View attachment 10076
I just hope she's ok with you posting her photo on here.
 
The new Biden admin school guidance is being release later today. It basically adopts California’s tier system for school reopening a though it’s unclear yet how sensitive they are (see article I posted in Biden thread). It’s basically a cave to the teachers union and reverses the position previously that schools are safe to reopen. In the highest tiers schools can only reopen if they are testing students and staff regularly. They build in equity concerns which have been used in la county to ding private and charters that have wanted to test regularly. It preserves the 6ft requirement which means for public schools full time is a challenge. Teacher vaccination not a requirement but states told to vaccinate teachers as a priority and these restrictions to continue even if teachers fully vaccinated. Masks on students pretty much forever. For us here the worse thing is an express requirement to prioritize school before extracurricular activities and sports. This is just really awful anti science stuff here.
I can really see my county (and school board,) ignoring this if it means they have to go back to virtual or stay hybrid much longer.
 
I can really see my county (and school board,) ignoring this if it means they have to go back to virtual or stay hybrid much longer.

That’s the 100m dollar question. Increasingly the federal guidance seems to be saying no return to normal for years. The current systems are tied to cases which will still surge every now and then for years the come. When do people say enough and start to ignore it.
 
Funny how they show that now. After months and months of "worrying" about children, etc in their various "news" reports.

From the CDC as of today.

137 kids14 and under have died so far due to covid. Read that number again. That constitutes 0.000309 of all deaths.

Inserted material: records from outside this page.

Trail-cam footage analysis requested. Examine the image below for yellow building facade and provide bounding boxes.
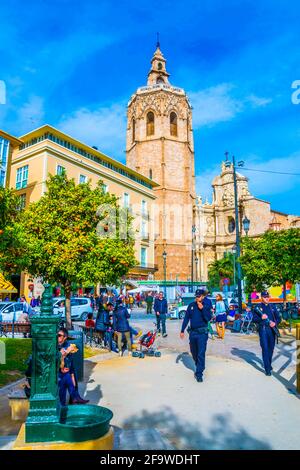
[6,125,157,295]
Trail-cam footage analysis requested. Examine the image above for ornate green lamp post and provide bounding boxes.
[14,284,113,450]
[25,284,61,442]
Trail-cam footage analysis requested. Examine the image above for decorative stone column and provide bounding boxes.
[25,284,61,442]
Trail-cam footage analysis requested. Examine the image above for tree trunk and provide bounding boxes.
[64,281,72,330]
[283,279,287,308]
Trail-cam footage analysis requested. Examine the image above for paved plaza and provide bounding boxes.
[0,311,300,450]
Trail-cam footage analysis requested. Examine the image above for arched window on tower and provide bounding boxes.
[170,112,177,137]
[132,118,135,142]
[147,111,154,135]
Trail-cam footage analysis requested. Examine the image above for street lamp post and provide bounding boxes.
[231,245,236,289]
[191,225,196,292]
[242,215,251,303]
[242,216,250,237]
[163,250,167,297]
[195,256,199,284]
[225,152,244,314]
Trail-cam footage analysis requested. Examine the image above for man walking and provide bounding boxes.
[253,291,280,376]
[180,289,212,382]
[146,293,153,315]
[154,292,168,338]
[113,299,131,356]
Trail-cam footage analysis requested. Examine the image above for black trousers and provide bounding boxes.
[156,313,167,335]
[259,326,275,374]
[190,331,208,378]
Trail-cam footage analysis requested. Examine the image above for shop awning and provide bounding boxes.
[0,273,18,294]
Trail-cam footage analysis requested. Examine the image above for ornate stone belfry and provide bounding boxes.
[126,43,195,280]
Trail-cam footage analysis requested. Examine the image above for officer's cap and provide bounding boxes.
[260,290,270,297]
[195,289,207,297]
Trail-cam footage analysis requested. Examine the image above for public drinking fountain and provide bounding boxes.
[14,284,113,450]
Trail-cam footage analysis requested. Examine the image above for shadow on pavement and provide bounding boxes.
[123,408,271,450]
[231,348,300,399]
[231,348,265,372]
[176,352,196,372]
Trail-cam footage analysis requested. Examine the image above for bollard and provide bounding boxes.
[296,323,300,393]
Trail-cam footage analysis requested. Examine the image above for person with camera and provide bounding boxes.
[253,291,280,376]
[180,289,212,382]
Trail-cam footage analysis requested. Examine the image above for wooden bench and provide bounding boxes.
[0,321,31,337]
[8,389,29,421]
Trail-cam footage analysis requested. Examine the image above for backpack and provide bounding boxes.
[232,320,242,333]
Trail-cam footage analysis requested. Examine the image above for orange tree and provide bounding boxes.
[0,187,21,274]
[208,253,235,289]
[240,228,300,299]
[17,174,135,328]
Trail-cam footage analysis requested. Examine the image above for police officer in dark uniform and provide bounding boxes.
[253,291,280,376]
[180,289,212,382]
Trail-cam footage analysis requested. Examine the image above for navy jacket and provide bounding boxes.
[154,299,168,315]
[113,305,130,333]
[253,303,280,327]
[181,297,212,333]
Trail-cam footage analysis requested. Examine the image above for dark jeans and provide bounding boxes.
[147,302,153,313]
[156,313,167,335]
[58,371,79,406]
[190,331,208,378]
[259,326,275,373]
[104,330,113,351]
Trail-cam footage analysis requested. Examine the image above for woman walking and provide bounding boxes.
[216,294,227,339]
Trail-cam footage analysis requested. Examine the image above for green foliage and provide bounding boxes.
[0,338,32,387]
[240,228,300,292]
[0,187,20,274]
[11,174,136,324]
[208,253,234,289]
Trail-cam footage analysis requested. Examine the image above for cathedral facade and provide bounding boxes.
[126,43,300,282]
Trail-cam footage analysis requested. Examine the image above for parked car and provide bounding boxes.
[0,302,24,321]
[169,296,216,320]
[53,297,94,321]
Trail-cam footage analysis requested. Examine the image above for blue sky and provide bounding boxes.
[0,0,300,214]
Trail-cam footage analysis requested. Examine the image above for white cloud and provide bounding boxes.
[245,95,272,108]
[15,96,45,135]
[241,152,300,197]
[57,101,126,160]
[188,83,272,129]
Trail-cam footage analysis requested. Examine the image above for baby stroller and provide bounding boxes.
[132,330,161,359]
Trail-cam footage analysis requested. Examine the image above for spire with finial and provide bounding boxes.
[147,33,170,86]
[156,33,160,49]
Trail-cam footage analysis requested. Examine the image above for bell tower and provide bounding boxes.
[126,42,195,281]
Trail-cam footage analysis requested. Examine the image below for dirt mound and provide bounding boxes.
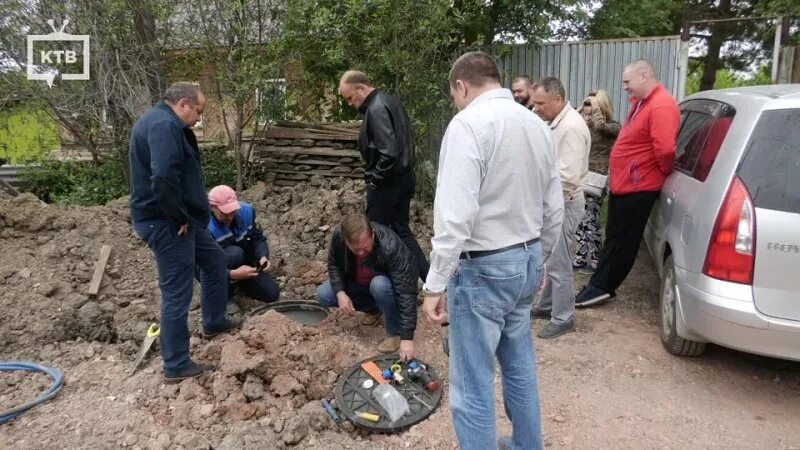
[148,311,378,445]
[0,178,438,448]
[0,178,431,353]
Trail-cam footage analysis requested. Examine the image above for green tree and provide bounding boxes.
[588,0,780,90]
[588,0,683,39]
[174,0,284,190]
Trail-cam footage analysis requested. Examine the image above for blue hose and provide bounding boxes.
[0,361,64,425]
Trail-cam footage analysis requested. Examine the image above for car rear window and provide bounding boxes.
[738,109,800,213]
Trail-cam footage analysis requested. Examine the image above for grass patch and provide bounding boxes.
[0,106,61,164]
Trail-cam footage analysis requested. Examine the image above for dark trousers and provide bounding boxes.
[367,174,430,281]
[133,219,228,376]
[589,192,658,295]
[225,245,280,303]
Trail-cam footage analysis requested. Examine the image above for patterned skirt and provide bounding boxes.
[572,194,606,270]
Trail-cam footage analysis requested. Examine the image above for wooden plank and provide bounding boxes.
[259,157,361,168]
[256,145,361,158]
[267,169,364,178]
[89,245,111,297]
[258,127,358,141]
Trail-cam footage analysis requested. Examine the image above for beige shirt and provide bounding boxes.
[550,102,592,202]
[425,89,564,292]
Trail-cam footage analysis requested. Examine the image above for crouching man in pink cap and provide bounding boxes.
[208,185,279,303]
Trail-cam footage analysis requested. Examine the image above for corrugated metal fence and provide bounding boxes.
[488,36,686,122]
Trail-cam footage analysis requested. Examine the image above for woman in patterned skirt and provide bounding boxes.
[572,90,620,273]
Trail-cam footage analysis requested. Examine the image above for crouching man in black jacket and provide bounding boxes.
[317,213,419,361]
[339,70,430,281]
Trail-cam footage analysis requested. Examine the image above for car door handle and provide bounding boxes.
[664,191,675,206]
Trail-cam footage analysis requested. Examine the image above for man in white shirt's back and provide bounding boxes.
[532,77,592,339]
[423,52,563,450]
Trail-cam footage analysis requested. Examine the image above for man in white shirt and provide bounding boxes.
[532,77,592,339]
[423,52,564,450]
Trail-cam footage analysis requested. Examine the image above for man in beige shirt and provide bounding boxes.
[531,77,591,339]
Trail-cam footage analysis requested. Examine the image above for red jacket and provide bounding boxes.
[609,84,681,195]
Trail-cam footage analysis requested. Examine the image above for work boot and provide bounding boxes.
[203,318,243,339]
[164,362,214,384]
[378,336,400,354]
[531,307,550,320]
[536,319,575,339]
[358,313,381,327]
[575,284,614,308]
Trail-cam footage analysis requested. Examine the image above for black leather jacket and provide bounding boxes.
[328,222,419,340]
[358,89,414,186]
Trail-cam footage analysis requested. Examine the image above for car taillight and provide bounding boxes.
[703,177,756,284]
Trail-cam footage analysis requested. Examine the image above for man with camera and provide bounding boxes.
[208,185,279,303]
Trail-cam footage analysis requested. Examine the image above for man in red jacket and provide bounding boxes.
[575,59,681,308]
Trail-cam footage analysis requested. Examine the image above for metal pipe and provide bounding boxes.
[772,16,783,84]
[689,16,780,25]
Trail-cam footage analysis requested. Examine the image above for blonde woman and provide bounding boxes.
[572,90,620,273]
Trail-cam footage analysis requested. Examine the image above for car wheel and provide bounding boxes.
[659,255,706,356]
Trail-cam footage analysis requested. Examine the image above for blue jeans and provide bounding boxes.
[133,219,228,376]
[317,275,401,336]
[447,242,543,450]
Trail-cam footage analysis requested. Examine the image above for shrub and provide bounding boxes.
[20,146,236,206]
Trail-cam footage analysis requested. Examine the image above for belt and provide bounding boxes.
[458,238,539,259]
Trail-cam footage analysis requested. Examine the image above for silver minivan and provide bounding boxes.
[644,84,800,360]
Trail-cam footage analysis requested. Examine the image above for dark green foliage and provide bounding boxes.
[21,161,128,206]
[20,146,236,206]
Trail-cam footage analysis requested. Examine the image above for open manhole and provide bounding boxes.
[336,355,444,433]
[250,301,328,325]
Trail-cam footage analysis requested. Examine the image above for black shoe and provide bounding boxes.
[536,320,575,339]
[203,318,242,339]
[575,284,614,308]
[531,308,550,320]
[164,363,214,384]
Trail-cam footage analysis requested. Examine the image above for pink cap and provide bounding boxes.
[208,185,241,214]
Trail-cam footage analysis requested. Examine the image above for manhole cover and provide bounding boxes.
[336,355,444,433]
[250,301,328,325]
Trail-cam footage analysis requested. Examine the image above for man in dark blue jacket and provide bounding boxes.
[130,83,241,383]
[208,185,278,303]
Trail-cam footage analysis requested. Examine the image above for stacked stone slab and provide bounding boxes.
[255,122,364,186]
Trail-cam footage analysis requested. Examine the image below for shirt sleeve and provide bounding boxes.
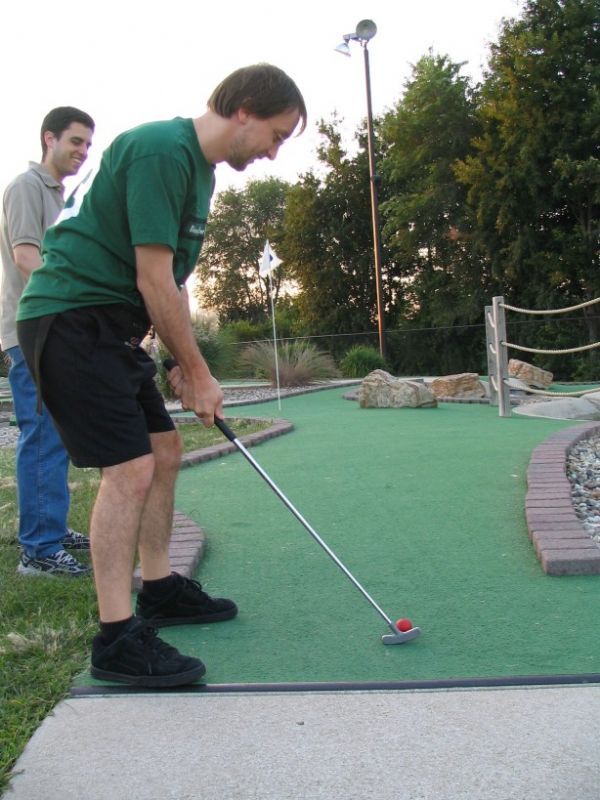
[4,180,44,249]
[127,155,187,252]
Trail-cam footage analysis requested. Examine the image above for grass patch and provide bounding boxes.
[0,420,270,793]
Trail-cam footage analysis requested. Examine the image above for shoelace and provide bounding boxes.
[53,550,76,567]
[182,576,211,600]
[138,625,177,656]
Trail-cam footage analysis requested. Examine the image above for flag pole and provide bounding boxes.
[269,270,281,411]
[258,239,281,411]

763 people under 24 have died so far due to covid. Why exactly have schools and universities been shut? That constitutes 0.00172 of all deaths.

These numbers percentage wise haven't changed. We knew these numbers within a couple of months after the start of our covid adventure.

Follow the science. The science shows who is not at risk.

And yet various governors and a variety of teachers unions and other politicians are "devising" tiers which in theory indicate when it MAY be safe to go back to school OR play sports.

At some point people need to stand up and say screw this, and demand changes back to normal.
 
That’s the 100m dollar question. Increasingly the federal guidance seems to be saying no return to normal for years. The current systems are tied to cases which will still surge every now and then for years the come. When do people say enough and start to ignore it.
I feel badly complaining because I know some of you still have kids fully remote. But- I hate my oldest child's schedule. 5 days on campus but in an am/pm model so they can keep distance still. But it's so disruptive to the work day when dismissal times are like 3 hours after drop off. If we had to stay distanced, the 3 full days, (she used to have,) was easier!

Our board has said full stop- no more hybrid variant come April no matter wth is going on with covid. So, that's why I think that if these guidelines screw with that they are basically going to say fk it and press on with a full return to all kids on campus.